Pemotongan Anggaran Bisa Pengaruhi Pertumbuhan Jangka Pendek

Red: Nur Aini
Pemotongan Anggaran (ilustrasi)
Pemotongan Anggaran (ilustrasi)

REPUBLIKA.CO.ID, JAKARTA -- Para ekonom mengapresiasi strategi pemerintah menerapkan ekspansi fiskal dengan mendorong belanja pemerintah yang dinilai terbukti efektif mendongkrak pertumbuhan ekonomi pada kuartal II 2016. Meski begitu, di sisi lain para ekonom khawatir pemangkasan anggaran belanja dapat memengaruhi laju pertumbuhan ekonomi dalam jangka pendek.

Ekonom Senior Kenta Institute Eric Sugandi mengatakan, strategi counter cyclical pemerintah guna menggenjot pertumbuhan ekonomi dan daya beli masyarakat dengan menggenjot belanja pemerintah bisa dibilang efektif. "Untuk kuartal II-2016, kelihatanya strategi counter cyclical melalui pengeluaran pemerintah dan menjaga daya beli masyarakat untuk mendorong konsumsi, selain juga karena ada faktor konsumsi musiman (seasonal consumption) selama Ramadhan, cukup efektif mendorong pertumbuhan," kata Eric di Jakarta, Ahad (7/8).

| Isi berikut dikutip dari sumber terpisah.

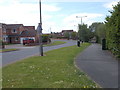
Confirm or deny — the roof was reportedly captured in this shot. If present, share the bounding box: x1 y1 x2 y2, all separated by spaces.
20 30 37 37
6 24 23 29
8 35 19 37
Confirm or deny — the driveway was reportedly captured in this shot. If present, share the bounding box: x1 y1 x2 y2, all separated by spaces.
2 40 76 66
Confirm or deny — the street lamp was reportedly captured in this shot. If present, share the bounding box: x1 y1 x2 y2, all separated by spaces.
76 16 87 25
37 0 43 56
76 16 87 38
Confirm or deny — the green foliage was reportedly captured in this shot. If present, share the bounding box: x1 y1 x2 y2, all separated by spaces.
2 43 98 88
78 24 91 42
105 2 120 57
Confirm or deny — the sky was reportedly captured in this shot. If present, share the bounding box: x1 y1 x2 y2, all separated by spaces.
0 0 118 33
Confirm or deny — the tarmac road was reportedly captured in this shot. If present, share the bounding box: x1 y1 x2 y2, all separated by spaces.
2 40 76 66
75 44 119 90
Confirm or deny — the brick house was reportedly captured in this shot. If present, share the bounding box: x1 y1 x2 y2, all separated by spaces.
61 30 74 39
0 24 37 44
20 26 38 43
0 23 2 40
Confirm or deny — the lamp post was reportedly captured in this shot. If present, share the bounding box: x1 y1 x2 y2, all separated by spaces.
37 0 43 56
76 16 87 40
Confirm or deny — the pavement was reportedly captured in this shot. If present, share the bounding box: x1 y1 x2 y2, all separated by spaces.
75 44 118 88
0 40 76 67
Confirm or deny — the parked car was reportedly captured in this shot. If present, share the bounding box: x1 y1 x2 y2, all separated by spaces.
23 38 34 45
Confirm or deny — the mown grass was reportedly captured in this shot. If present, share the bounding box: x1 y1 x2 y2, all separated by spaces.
0 48 19 52
43 41 66 46
2 43 97 88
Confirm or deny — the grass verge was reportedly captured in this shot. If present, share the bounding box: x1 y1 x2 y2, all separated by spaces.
43 41 66 46
0 48 19 52
2 43 97 88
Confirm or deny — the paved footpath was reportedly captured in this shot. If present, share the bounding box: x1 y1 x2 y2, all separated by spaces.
0 40 76 66
75 44 118 88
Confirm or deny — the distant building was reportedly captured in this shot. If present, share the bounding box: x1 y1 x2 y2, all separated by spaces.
61 30 74 39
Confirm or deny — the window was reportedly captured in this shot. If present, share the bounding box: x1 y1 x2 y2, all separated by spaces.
15 37 19 41
12 29 17 33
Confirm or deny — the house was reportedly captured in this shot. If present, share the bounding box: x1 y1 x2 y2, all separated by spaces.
20 26 38 43
0 23 2 40
0 24 37 44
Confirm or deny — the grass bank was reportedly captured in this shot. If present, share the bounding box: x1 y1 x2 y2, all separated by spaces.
2 43 97 88
43 41 66 46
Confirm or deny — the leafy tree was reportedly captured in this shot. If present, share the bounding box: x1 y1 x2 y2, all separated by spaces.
71 32 77 39
89 22 103 43
105 2 120 57
78 24 90 42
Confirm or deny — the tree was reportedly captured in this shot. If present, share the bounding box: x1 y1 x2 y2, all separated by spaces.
105 2 120 57
89 22 105 43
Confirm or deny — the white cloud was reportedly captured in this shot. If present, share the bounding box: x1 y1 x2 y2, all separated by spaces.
103 1 118 9
0 0 61 31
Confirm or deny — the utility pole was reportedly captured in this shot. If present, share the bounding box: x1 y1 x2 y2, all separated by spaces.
39 0 43 56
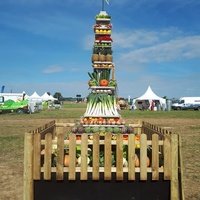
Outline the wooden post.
[140,134,147,181]
[44,133,52,180]
[69,134,76,180]
[92,133,99,180]
[56,127,64,180]
[171,134,179,200]
[152,134,159,180]
[23,133,34,200]
[104,133,112,180]
[163,134,171,180]
[81,133,88,180]
[128,134,135,180]
[33,133,41,180]
[115,134,123,181]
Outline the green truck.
[0,100,29,113]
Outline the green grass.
[0,103,200,119]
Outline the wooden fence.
[24,121,184,200]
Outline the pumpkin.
[100,79,109,86]
[64,155,69,167]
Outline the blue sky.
[0,0,200,98]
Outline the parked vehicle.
[172,97,200,110]
[0,100,29,113]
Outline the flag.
[105,0,110,5]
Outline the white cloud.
[120,35,200,63]
[43,65,64,74]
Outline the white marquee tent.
[41,92,57,101]
[133,86,166,110]
[28,92,42,101]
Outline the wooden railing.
[24,121,183,200]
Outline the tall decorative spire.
[101,0,110,11]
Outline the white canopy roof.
[136,86,166,104]
[41,92,50,101]
[29,92,42,100]
[41,92,57,101]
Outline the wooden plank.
[140,134,147,180]
[163,134,171,180]
[92,133,100,180]
[80,133,88,180]
[33,133,41,180]
[44,133,52,180]
[178,134,185,200]
[128,134,135,180]
[56,127,64,180]
[69,134,76,180]
[170,134,179,200]
[116,134,123,181]
[104,133,112,180]
[23,133,34,200]
[151,134,159,180]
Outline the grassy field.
[0,103,200,200]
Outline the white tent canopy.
[41,92,55,101]
[29,92,42,101]
[41,92,57,101]
[134,86,166,109]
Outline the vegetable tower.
[83,11,120,124]
[72,11,132,134]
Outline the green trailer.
[0,100,29,113]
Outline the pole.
[102,0,105,11]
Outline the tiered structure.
[73,11,133,133]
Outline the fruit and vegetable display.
[72,11,133,135]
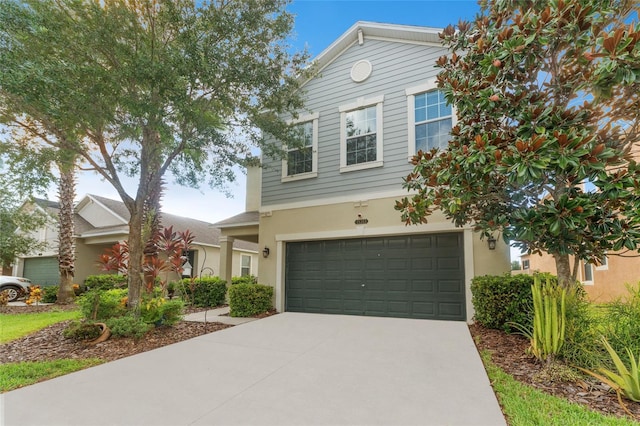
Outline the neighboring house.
[520,243,640,303]
[520,145,640,303]
[215,22,510,320]
[13,195,258,285]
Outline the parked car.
[0,275,31,302]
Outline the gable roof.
[84,194,258,252]
[34,194,258,252]
[303,21,442,85]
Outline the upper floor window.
[339,96,384,172]
[240,254,251,277]
[405,80,455,157]
[582,262,593,284]
[596,254,609,271]
[282,113,319,181]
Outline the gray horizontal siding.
[262,39,446,206]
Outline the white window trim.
[280,112,320,182]
[338,95,384,173]
[595,253,609,271]
[580,262,596,285]
[404,78,458,161]
[240,254,253,277]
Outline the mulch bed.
[0,305,233,364]
[469,324,640,420]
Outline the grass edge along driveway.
[0,310,82,344]
[0,310,102,392]
[480,351,640,426]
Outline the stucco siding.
[262,38,446,208]
[258,198,510,319]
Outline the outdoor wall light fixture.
[487,235,496,250]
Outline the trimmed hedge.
[471,274,557,331]
[84,274,127,290]
[229,284,273,317]
[78,289,127,321]
[41,285,60,303]
[176,277,227,308]
[231,275,258,285]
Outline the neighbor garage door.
[285,233,466,320]
[22,257,60,286]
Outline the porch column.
[219,236,235,287]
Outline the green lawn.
[0,358,103,392]
[481,351,640,426]
[0,310,81,344]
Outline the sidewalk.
[183,306,257,325]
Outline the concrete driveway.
[0,313,505,426]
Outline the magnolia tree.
[0,0,308,306]
[396,0,640,286]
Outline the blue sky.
[69,0,479,223]
[287,0,480,56]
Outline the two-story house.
[216,22,510,320]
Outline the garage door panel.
[438,280,464,294]
[435,234,461,249]
[438,303,463,319]
[411,302,436,318]
[22,257,60,286]
[411,280,435,293]
[438,257,461,271]
[407,258,434,273]
[285,233,466,320]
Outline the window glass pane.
[287,146,313,176]
[584,263,593,281]
[347,135,377,166]
[346,106,376,137]
[440,103,451,117]
[345,106,377,165]
[427,90,439,105]
[427,104,440,120]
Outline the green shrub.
[178,277,227,308]
[602,284,640,362]
[229,284,273,317]
[231,275,258,285]
[62,321,102,341]
[106,314,153,339]
[78,289,127,320]
[84,274,127,290]
[514,275,567,361]
[582,337,640,402]
[42,285,60,303]
[139,297,184,326]
[559,284,606,370]
[471,274,552,331]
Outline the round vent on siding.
[351,59,373,83]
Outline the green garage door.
[285,232,466,321]
[22,257,60,286]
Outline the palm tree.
[56,155,76,305]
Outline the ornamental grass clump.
[580,336,640,412]
[513,276,566,362]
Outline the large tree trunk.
[553,254,575,289]
[142,181,163,292]
[127,126,162,308]
[56,160,76,305]
[127,208,143,308]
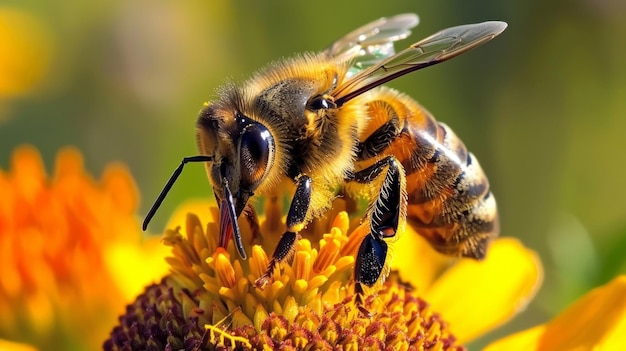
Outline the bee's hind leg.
[347,156,407,312]
[254,175,311,289]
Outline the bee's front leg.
[348,156,407,312]
[254,175,311,289]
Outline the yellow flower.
[0,339,37,351]
[0,7,52,101]
[485,275,626,351]
[104,201,541,350]
[0,147,167,350]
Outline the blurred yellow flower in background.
[0,146,167,350]
[485,275,626,351]
[105,200,542,350]
[0,6,52,101]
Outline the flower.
[104,200,541,350]
[485,275,626,351]
[0,6,52,101]
[0,146,167,350]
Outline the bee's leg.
[254,175,311,288]
[244,203,263,244]
[348,156,407,311]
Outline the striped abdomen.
[357,89,499,258]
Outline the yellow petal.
[0,339,37,351]
[391,226,452,291]
[486,275,626,351]
[424,238,543,343]
[165,199,215,232]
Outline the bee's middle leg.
[254,175,311,288]
[348,156,407,311]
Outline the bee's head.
[197,105,276,258]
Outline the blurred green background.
[0,0,626,348]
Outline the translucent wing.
[324,13,419,75]
[333,21,507,105]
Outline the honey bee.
[143,14,507,306]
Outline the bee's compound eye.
[307,95,334,111]
[239,123,274,188]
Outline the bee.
[143,14,507,306]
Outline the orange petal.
[424,238,543,343]
[485,275,626,351]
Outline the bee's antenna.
[142,155,213,231]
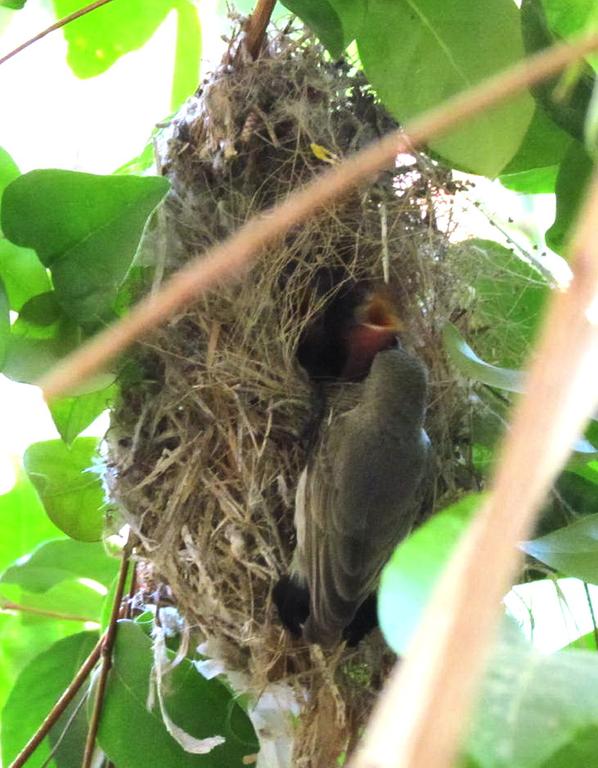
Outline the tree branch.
[245,0,276,59]
[0,0,112,65]
[0,599,98,624]
[38,33,598,399]
[349,171,598,768]
[8,638,103,768]
[81,545,130,768]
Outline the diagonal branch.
[81,544,131,768]
[0,0,112,65]
[8,638,103,768]
[349,171,598,768]
[245,0,276,59]
[39,33,598,399]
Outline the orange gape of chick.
[274,294,430,646]
[340,293,403,381]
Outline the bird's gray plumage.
[293,348,429,645]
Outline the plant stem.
[0,600,98,624]
[0,0,112,65]
[245,0,276,59]
[583,581,598,650]
[8,638,103,768]
[81,545,130,768]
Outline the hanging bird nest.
[108,22,482,765]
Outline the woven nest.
[109,24,480,765]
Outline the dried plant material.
[109,21,480,766]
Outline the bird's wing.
[302,408,423,642]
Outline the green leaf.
[2,318,81,386]
[378,494,482,654]
[542,726,598,768]
[465,240,550,368]
[0,242,51,311]
[0,474,62,570]
[98,621,258,768]
[520,514,598,584]
[12,291,63,339]
[503,105,571,173]
[54,0,179,78]
[3,291,115,392]
[2,632,98,768]
[282,0,367,58]
[170,2,201,111]
[0,147,21,198]
[468,635,598,768]
[442,323,525,392]
[23,437,104,541]
[521,0,594,141]
[357,0,534,177]
[0,539,119,592]
[2,170,169,323]
[542,0,598,62]
[114,139,155,176]
[584,78,598,162]
[500,106,572,194]
[49,387,116,445]
[0,612,81,712]
[0,580,106,630]
[0,280,10,370]
[499,165,559,195]
[546,141,592,254]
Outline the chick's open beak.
[341,294,403,381]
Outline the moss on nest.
[109,21,476,765]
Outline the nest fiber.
[109,25,474,765]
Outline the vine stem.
[0,0,112,66]
[0,600,97,624]
[245,0,276,59]
[8,638,103,768]
[38,33,598,400]
[81,544,131,768]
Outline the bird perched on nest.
[274,296,430,646]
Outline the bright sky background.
[0,0,598,650]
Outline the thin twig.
[8,639,103,768]
[0,0,112,66]
[349,172,598,768]
[583,581,598,650]
[39,34,598,399]
[81,544,130,768]
[245,0,276,59]
[0,600,98,624]
[40,690,89,768]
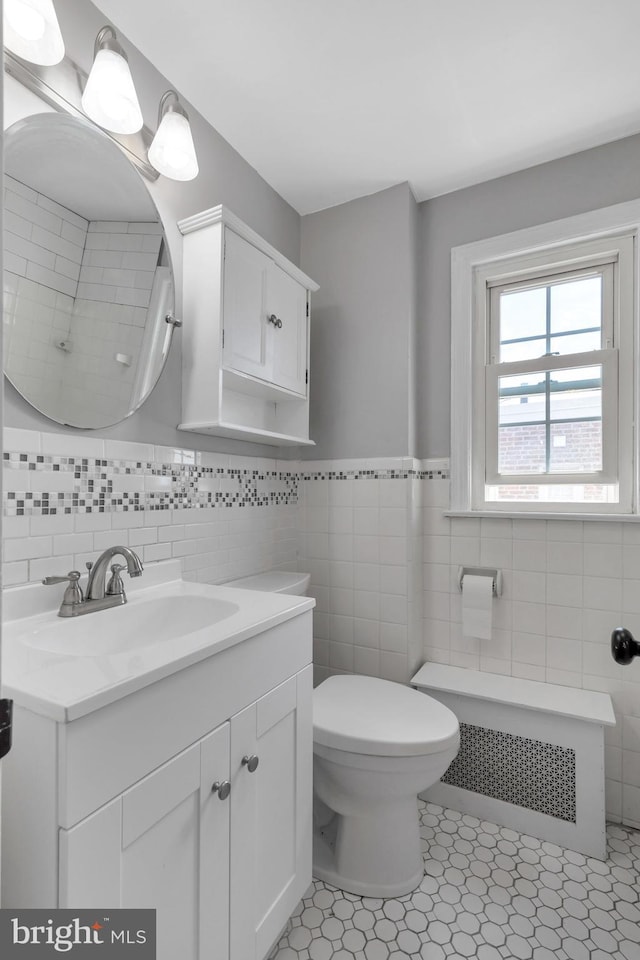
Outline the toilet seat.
[313,675,459,757]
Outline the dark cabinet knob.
[211,780,231,800]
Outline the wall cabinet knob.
[211,780,231,800]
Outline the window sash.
[451,209,640,517]
[487,254,617,363]
[483,349,618,485]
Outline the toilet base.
[313,801,424,898]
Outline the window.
[452,204,640,513]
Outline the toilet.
[313,675,460,897]
[226,570,460,897]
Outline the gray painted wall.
[300,183,417,460]
[4,0,300,457]
[417,136,640,457]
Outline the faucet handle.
[105,563,126,597]
[42,570,82,587]
[42,570,84,616]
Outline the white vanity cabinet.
[2,612,312,960]
[178,207,318,446]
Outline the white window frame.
[451,200,640,516]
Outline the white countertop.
[2,562,315,722]
[411,663,616,726]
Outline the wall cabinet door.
[266,263,308,397]
[230,667,312,960]
[223,230,308,397]
[60,723,229,960]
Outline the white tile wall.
[298,458,422,682]
[423,481,640,826]
[3,430,640,826]
[3,429,297,589]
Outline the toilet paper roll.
[462,573,493,640]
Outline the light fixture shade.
[149,91,198,180]
[3,0,64,67]
[82,27,143,133]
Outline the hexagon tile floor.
[271,803,640,960]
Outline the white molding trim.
[451,199,640,513]
[178,204,320,292]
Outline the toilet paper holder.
[458,567,502,597]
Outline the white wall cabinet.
[178,207,318,446]
[2,613,312,960]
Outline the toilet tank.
[224,570,311,596]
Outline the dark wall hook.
[611,627,640,667]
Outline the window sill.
[444,510,640,523]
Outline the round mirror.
[4,113,178,429]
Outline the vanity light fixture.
[4,0,64,67]
[149,90,198,180]
[82,26,142,133]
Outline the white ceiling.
[94,0,640,214]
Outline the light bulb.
[149,91,198,180]
[82,27,143,133]
[4,0,64,67]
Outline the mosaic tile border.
[3,451,449,517]
[442,723,576,823]
[298,468,449,480]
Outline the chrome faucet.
[42,546,143,617]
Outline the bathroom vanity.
[2,564,313,960]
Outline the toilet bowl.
[226,570,460,897]
[313,675,460,897]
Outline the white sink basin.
[22,595,239,657]
[1,560,314,723]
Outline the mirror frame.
[3,51,182,430]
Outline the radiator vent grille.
[442,723,576,823]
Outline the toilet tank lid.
[313,675,459,757]
[225,570,311,596]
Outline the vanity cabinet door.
[60,723,229,960]
[230,667,313,960]
[266,263,308,397]
[223,230,271,380]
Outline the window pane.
[500,337,547,363]
[498,372,546,426]
[551,330,602,356]
[485,483,619,506]
[549,420,602,473]
[500,287,547,358]
[551,276,602,338]
[498,423,547,476]
[498,364,603,476]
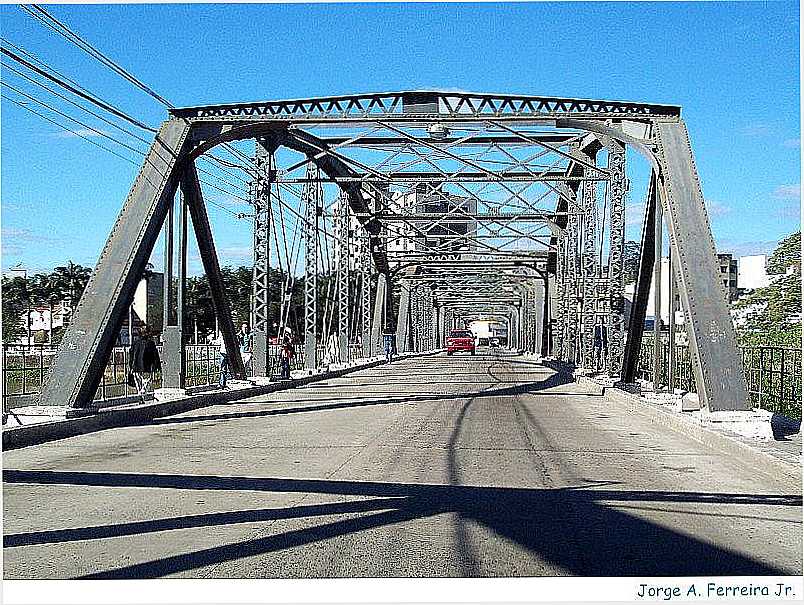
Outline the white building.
[388,183,477,256]
[625,258,684,325]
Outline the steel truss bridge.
[40,91,749,411]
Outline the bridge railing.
[3,344,370,409]
[637,334,802,419]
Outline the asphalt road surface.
[3,351,802,579]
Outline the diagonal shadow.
[3,498,412,548]
[3,470,802,579]
[139,374,584,426]
[77,502,446,580]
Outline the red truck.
[447,330,475,355]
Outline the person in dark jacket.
[129,326,162,396]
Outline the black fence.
[3,344,363,409]
[637,334,801,419]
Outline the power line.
[20,4,251,170]
[0,47,156,133]
[25,4,173,107]
[0,95,139,166]
[2,63,151,145]
[0,88,248,218]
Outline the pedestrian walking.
[128,326,162,398]
[279,334,295,380]
[213,333,229,389]
[382,331,396,363]
[237,322,254,375]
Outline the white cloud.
[706,200,731,219]
[740,122,773,137]
[2,227,55,244]
[771,183,801,200]
[218,246,252,259]
[716,238,779,257]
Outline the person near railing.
[237,322,254,374]
[382,330,396,363]
[279,333,294,380]
[212,332,229,389]
[129,326,162,397]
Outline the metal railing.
[3,344,362,409]
[637,334,801,419]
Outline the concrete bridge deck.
[3,352,802,579]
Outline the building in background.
[117,272,164,347]
[737,254,771,290]
[717,253,737,302]
[388,183,477,256]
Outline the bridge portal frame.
[34,91,749,411]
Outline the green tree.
[734,231,801,346]
[2,277,30,342]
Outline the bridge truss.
[41,91,748,410]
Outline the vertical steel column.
[162,193,184,389]
[621,172,658,382]
[359,234,372,357]
[304,163,322,369]
[182,163,245,379]
[370,273,390,357]
[162,201,175,331]
[655,120,751,412]
[667,246,676,393]
[434,301,444,349]
[607,140,628,376]
[426,287,438,351]
[251,141,278,376]
[653,205,662,391]
[551,230,567,360]
[36,119,190,408]
[581,163,598,369]
[563,185,581,364]
[337,194,351,362]
[396,279,411,353]
[176,196,189,389]
[539,275,553,357]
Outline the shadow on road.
[3,470,802,579]
[140,366,584,426]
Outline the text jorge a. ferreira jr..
[636,582,798,601]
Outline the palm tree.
[50,260,92,324]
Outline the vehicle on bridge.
[447,330,475,355]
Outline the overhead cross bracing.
[37,91,747,410]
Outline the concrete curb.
[578,378,801,481]
[3,349,441,450]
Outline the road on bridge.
[3,351,802,579]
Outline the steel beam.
[337,195,351,362]
[369,273,390,357]
[656,120,751,411]
[303,164,323,369]
[581,158,600,369]
[359,236,371,357]
[37,120,189,408]
[606,140,628,376]
[653,205,662,392]
[181,163,246,379]
[620,172,658,383]
[396,280,411,353]
[251,140,279,376]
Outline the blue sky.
[0,2,800,270]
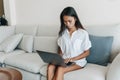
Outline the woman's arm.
[70,49,90,62]
[58,47,63,56]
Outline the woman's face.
[63,16,76,29]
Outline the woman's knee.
[48,64,55,70]
[57,66,65,73]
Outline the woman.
[47,7,91,80]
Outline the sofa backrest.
[34,26,59,53]
[34,24,120,61]
[0,26,15,43]
[86,24,120,61]
[15,25,38,36]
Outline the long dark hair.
[59,7,84,36]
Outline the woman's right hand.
[64,58,71,63]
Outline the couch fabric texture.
[0,25,120,80]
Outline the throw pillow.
[106,54,120,80]
[0,33,23,53]
[87,35,113,66]
[18,35,33,52]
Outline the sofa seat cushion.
[0,50,25,63]
[40,63,108,80]
[5,53,45,73]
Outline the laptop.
[36,50,67,67]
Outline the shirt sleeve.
[82,31,92,50]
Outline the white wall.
[5,0,120,25]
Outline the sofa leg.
[0,68,22,80]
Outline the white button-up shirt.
[58,29,91,67]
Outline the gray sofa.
[0,24,120,80]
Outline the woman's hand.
[64,58,72,63]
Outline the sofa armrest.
[106,53,120,80]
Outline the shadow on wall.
[0,17,8,26]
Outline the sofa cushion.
[0,26,15,43]
[5,53,45,73]
[40,63,107,80]
[107,54,120,80]
[87,35,113,66]
[0,33,23,53]
[18,35,33,52]
[0,49,25,63]
[34,36,58,53]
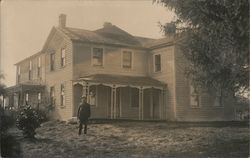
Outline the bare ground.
[5,121,249,158]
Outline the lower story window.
[129,88,139,107]
[190,86,200,107]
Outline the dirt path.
[4,121,249,158]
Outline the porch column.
[139,86,144,120]
[159,90,164,120]
[161,89,167,119]
[150,88,154,118]
[111,85,116,119]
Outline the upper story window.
[154,54,161,72]
[61,84,65,106]
[190,86,200,107]
[88,85,97,106]
[61,48,66,67]
[92,48,103,66]
[29,61,32,80]
[50,53,55,71]
[122,51,132,68]
[24,93,29,104]
[37,57,41,77]
[37,92,42,103]
[129,87,139,107]
[214,90,223,107]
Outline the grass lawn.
[4,121,249,158]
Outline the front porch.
[73,74,166,120]
[3,84,45,109]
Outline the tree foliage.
[155,0,249,93]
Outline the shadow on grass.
[1,134,23,158]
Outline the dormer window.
[61,48,66,67]
[122,51,132,68]
[154,54,161,72]
[92,48,103,66]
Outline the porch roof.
[77,74,166,88]
[6,83,45,94]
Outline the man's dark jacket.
[77,103,91,121]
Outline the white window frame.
[121,49,134,69]
[153,53,162,73]
[189,85,201,108]
[128,87,140,108]
[213,91,224,108]
[88,85,98,107]
[60,48,66,67]
[91,47,105,67]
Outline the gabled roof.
[53,23,173,49]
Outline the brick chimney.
[103,22,112,27]
[58,14,66,28]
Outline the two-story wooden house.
[5,14,234,121]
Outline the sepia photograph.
[0,0,250,158]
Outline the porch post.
[159,90,164,119]
[111,85,116,119]
[114,87,117,119]
[161,89,166,119]
[110,87,114,119]
[150,88,154,118]
[139,86,144,120]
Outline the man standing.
[77,96,91,135]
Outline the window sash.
[129,87,139,107]
[122,51,132,68]
[190,86,200,107]
[92,48,103,66]
[50,53,55,70]
[154,54,161,72]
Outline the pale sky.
[0,0,174,86]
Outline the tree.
[154,0,249,93]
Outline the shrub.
[16,105,47,138]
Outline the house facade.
[5,14,234,121]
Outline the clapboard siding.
[73,43,147,79]
[148,46,175,120]
[175,45,234,121]
[45,31,73,120]
[16,53,45,84]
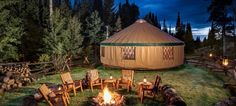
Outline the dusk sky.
[115,0,211,38]
[68,0,236,40]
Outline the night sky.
[115,0,211,39]
[68,0,236,40]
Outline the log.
[13,83,17,88]
[17,83,22,88]
[6,72,13,77]
[7,79,15,85]
[6,85,11,90]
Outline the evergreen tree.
[168,25,172,35]
[175,12,185,41]
[43,9,69,58]
[43,8,83,71]
[94,0,103,19]
[0,0,24,62]
[205,24,216,46]
[184,23,194,53]
[119,0,139,28]
[162,19,168,33]
[103,0,114,26]
[115,17,122,32]
[195,36,201,49]
[208,0,232,56]
[66,16,83,56]
[144,12,161,29]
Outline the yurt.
[100,19,184,70]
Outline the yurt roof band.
[101,42,184,46]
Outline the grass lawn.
[0,65,230,106]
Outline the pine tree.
[43,8,83,71]
[206,24,217,46]
[175,12,185,41]
[119,0,139,28]
[162,19,168,33]
[115,17,122,32]
[208,0,233,56]
[85,11,105,62]
[86,11,104,45]
[195,36,201,49]
[65,16,83,56]
[103,0,114,26]
[43,9,69,58]
[0,0,24,62]
[93,0,103,19]
[184,23,195,53]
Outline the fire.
[222,59,229,66]
[103,87,112,104]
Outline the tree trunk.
[49,0,53,27]
[222,24,226,57]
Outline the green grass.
[0,65,230,106]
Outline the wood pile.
[215,97,236,106]
[160,85,186,106]
[0,63,34,93]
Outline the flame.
[223,59,229,66]
[103,87,112,104]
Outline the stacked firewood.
[160,85,186,106]
[215,97,236,106]
[0,64,34,93]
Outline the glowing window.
[121,46,136,60]
[162,47,174,60]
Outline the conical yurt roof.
[101,19,184,46]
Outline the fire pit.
[93,87,124,106]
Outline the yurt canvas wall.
[100,20,184,69]
[100,45,184,69]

Selama kuartal II 2016, pertumbuhan ekonomi mencapai 5,18 persen dari kuartal II 2015 sebesar 4,66 persen, berkat lonjakan ekspansi belanja pemerintah yang naik dari 2,61 persen pada kuartal I menjadi 6,28 persen di mana nilai belanjanya naik dari Rp 384,74 triliun menjadi Rp 474,28 triliun.

Apresiasi juga datang dari Ekonom FE UI Telisa Aulia Falianty yang menjelaskan bahwa ekspansi fiskal yang dilakukan pemerintah adalah dengan menggenjot infrastruktur. Dia menilai belanja pemerintah tersebut juga memerlukan kepastian hukum. Hal ini karena jika kepastian hukumnya tidak dijalankan, maka sama saja tidak berguna. "Jika punglinya banyak dan sulit mendapatkan izin, ya itu sama saja," ujarnya.

 

Terkait pemangkasan anggaran di tengah sumber-sumber pertumbuhan ekonomi yang belum terlihat, Eric Sugandi dan Telisa Falianty menilai akan ada pengaruh negatif bagi pertumbuhan ekonomi dalam jangka pendek. Mereka khawatir pemotongan belanja dengan berdalih untuk menjaga kredibilitas fiskal akan menghambat pertumbuhan ekonomi. Apalagi Indonesia termasuk sedikit dari negara yang menjaga keseimbangan defisit fiskal di bawah 3 persen dibandingkan negara lain yang dapat secara leluasa menggunakan instrumen fiskal untuk memacu pertumbuhan ekonomi seperti Malaysia yang memiliki defisit fiskal 3,7 persen, India senantiasa di atas 3,7 persen, Jepang minus 6,2 persen.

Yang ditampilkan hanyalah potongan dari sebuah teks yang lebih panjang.